Nina sull'argine Nina sull'argine In modo forse inatteso, il romanzo di Veronica Galletta fa parte dei sette libri finalisti al Premio Strega 2022. Scrive bene, con accuratezza, con una lingua precisa ed un lessico specifico potente, la scrittrice che ha pubblicato per Minimum Fax “Nina sull’argine”, romanzo insolito nel panorama della narrativa italiana. La protagonista, Nina-Caterina, è un ingegnere, ed ha appena ottenuto un contratto molto importante anche se poco ambito: la costruzione di un argine nel paese padano di Spina, luogo gelido e inospitale. L’ufficio per il quale lavora ha appena visto dimezzare i suoi dipendenti, arrestati per un sospetto di corruzione, Caterina invece, “puntigliosa”, decisa a portare avanti il suo primo incarico in un cantiere che, si intuisce, non è affatto facile, non si lascia spaventare dall’accoglienza fredda, dai toni poco incoraggianti di chi la guarda con diffidenza, come l’unica donna, giovane, meridionale, forse inesperta. Il lavoro che si prepara a svolgere con la serietà ed il rigore della neofita la spaventa: gli uomini che la circondano, il geometra Bernini, l’assessore della provincia, il suo superiore Tartaro, la osservano con una sorta di malcelato compatimento.

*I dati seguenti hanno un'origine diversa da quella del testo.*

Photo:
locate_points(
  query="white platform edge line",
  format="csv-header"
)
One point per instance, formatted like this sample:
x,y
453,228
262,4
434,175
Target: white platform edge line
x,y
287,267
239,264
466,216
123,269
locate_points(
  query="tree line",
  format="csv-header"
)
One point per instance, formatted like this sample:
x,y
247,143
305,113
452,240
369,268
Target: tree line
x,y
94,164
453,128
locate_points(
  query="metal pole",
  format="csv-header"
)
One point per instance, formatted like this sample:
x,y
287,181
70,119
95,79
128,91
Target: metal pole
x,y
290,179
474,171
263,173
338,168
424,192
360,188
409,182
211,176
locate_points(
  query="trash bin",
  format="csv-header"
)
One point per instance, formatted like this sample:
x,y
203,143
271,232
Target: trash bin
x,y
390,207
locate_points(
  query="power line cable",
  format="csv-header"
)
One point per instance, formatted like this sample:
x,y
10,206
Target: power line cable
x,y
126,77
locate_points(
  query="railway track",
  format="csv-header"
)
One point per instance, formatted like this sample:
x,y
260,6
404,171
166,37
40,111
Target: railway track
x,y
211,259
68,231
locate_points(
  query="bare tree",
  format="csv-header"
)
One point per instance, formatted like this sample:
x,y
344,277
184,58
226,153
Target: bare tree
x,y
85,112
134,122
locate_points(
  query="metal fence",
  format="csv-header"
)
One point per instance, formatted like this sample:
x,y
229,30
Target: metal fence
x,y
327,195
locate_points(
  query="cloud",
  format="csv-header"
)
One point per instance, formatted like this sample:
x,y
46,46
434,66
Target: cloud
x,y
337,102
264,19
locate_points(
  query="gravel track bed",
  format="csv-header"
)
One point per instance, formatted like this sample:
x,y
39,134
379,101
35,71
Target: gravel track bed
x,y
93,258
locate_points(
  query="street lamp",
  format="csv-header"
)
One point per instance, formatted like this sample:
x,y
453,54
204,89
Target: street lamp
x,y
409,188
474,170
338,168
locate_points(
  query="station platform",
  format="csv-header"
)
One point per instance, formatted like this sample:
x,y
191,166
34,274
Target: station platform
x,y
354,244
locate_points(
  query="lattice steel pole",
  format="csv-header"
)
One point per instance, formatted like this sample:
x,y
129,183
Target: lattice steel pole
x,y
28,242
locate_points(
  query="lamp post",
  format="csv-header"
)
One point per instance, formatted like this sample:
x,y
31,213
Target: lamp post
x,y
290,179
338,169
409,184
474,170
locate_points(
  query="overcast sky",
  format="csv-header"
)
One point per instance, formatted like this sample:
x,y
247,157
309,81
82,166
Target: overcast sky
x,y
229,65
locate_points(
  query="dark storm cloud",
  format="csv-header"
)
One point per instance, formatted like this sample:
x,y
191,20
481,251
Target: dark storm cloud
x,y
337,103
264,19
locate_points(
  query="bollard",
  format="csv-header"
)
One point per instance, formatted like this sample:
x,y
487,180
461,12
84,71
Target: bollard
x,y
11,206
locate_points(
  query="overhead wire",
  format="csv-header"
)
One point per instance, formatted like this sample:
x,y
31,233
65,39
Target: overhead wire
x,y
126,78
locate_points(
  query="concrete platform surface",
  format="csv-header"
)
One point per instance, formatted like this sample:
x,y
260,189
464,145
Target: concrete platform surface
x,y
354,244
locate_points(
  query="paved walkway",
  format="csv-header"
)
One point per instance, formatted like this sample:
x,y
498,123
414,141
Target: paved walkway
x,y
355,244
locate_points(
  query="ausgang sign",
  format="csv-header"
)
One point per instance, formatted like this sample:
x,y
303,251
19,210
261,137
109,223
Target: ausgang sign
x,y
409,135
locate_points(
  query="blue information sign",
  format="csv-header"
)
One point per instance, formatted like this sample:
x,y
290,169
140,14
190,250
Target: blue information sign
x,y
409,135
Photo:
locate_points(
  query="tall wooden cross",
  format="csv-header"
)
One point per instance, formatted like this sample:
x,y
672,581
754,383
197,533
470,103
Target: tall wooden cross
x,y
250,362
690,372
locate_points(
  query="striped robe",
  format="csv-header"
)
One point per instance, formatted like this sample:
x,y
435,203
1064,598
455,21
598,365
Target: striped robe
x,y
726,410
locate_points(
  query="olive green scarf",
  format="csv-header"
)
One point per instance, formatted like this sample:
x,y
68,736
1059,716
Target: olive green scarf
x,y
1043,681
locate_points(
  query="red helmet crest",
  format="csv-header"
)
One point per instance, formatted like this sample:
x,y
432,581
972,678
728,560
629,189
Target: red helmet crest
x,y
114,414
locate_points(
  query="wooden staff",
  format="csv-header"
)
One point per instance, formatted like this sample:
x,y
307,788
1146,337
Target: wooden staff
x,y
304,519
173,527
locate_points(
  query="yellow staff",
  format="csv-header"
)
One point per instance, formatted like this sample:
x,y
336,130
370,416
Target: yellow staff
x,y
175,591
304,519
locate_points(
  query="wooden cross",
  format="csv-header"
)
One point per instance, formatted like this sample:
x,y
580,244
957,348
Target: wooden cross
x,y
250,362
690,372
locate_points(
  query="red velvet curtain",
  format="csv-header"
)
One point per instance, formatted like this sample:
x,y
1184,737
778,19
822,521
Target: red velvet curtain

Lei non si lascia intimidire, conosce il suo mestiere, ha studiato con serietà anche se capisce che la teoria non è sufficiente di fronte agli imprevisti che la vita in cantiere, le avversità metereologiche, la presenza di lavoratori stranieri cha non parlano la nostra lingua, il pericolo che materiali e procedure non siano a norma, i ritardi dovuti ad ogni sorta di imprevisto, ne frenano le certezze. Caterina è stata lasciata da Pietro, l’uomo con cui conviveva da molti anni. Lui se n’è andato senza preavviso, lasciandola sola e desolata, piena di scatoloni in cui stipare i resti della loro storia.
 
Dura un anno questo racconto, dura quanto la costruzione dell’argine, che è un riparo contro le inondazioni ma anche una metafora dell’esistenza di Caterina, che non sa dove collocarsi nel marasma che la sua vita, professionale e privata, sembra essere diventata. Un freddo terribile che distrugge ogni energia costringe questo gruppetto di tecnici a rifugiarsi continuamente nel bar, a consumare bevande calde, a frequentare osterie locali dove un pesce di lago, il coregone, viene mostrato come una prelibatezza che lei sente di detestare. Un misterioso operaio che incontra sull’argine in costruzione, un siciliano come lei, solo con lui stabilisce un rapporto di complicità, parlando di cibi che li accomunano, di tradizioni che condividono, anche se ormai nella loro terra sono considerati degli estranei, sono emigrati al nord. Caterina parla di libri, nomina romanzi che fanno parte della sua vita di prima, vuole rimanere legata ad una vita che non sia solo fatta di termini tecnici, specifici del mondo di lavoro che la vede totalmente coinvolta, a rischio altrimenti di non riuscire ad affermare la sua competenza di ingegnere, donna in un mondo di soli uomini. Veronica Galletta organizza la storia che racconta in 34 capitoli, ciascuno con un titolo reale e anche simbolico: c’è una lepre, un istrice, un coregone, un rondone, dei pipistrelli sulla strada di Caterina, ma anche travi di calcestruzzo, colate di cemento, tavole di progetto, calcoli che non tornano, provini sbagliati, prove di carico che devono rispettare precisi standard. Un romanzo che parla di morti sul lavoro, delle condizioni in cui nei cantieri malgrado la serietà delle procedure l’incidente sia sempre in agguato, tra gruisti esperti e maestranze raccogliticce. Caterina è una donna coraggiosa, ma la solitudine e la delusione per l’abbandono di Pietro non riescono a   riscattare del tutto la sua realizzazione professionale: brava, la scritta che campeggia sulla relazione finale del suo progetto concluso positivamente, non riesce ad annullare le troppe amarezze subite. Un romanzo originale e difficile che la giuria ha voluto segnalare all’attenzione dei lettori più attenti alle tematiche del lavoro di donne che accettano sfide complicate. Un augurio per la finale di Valle Giulia!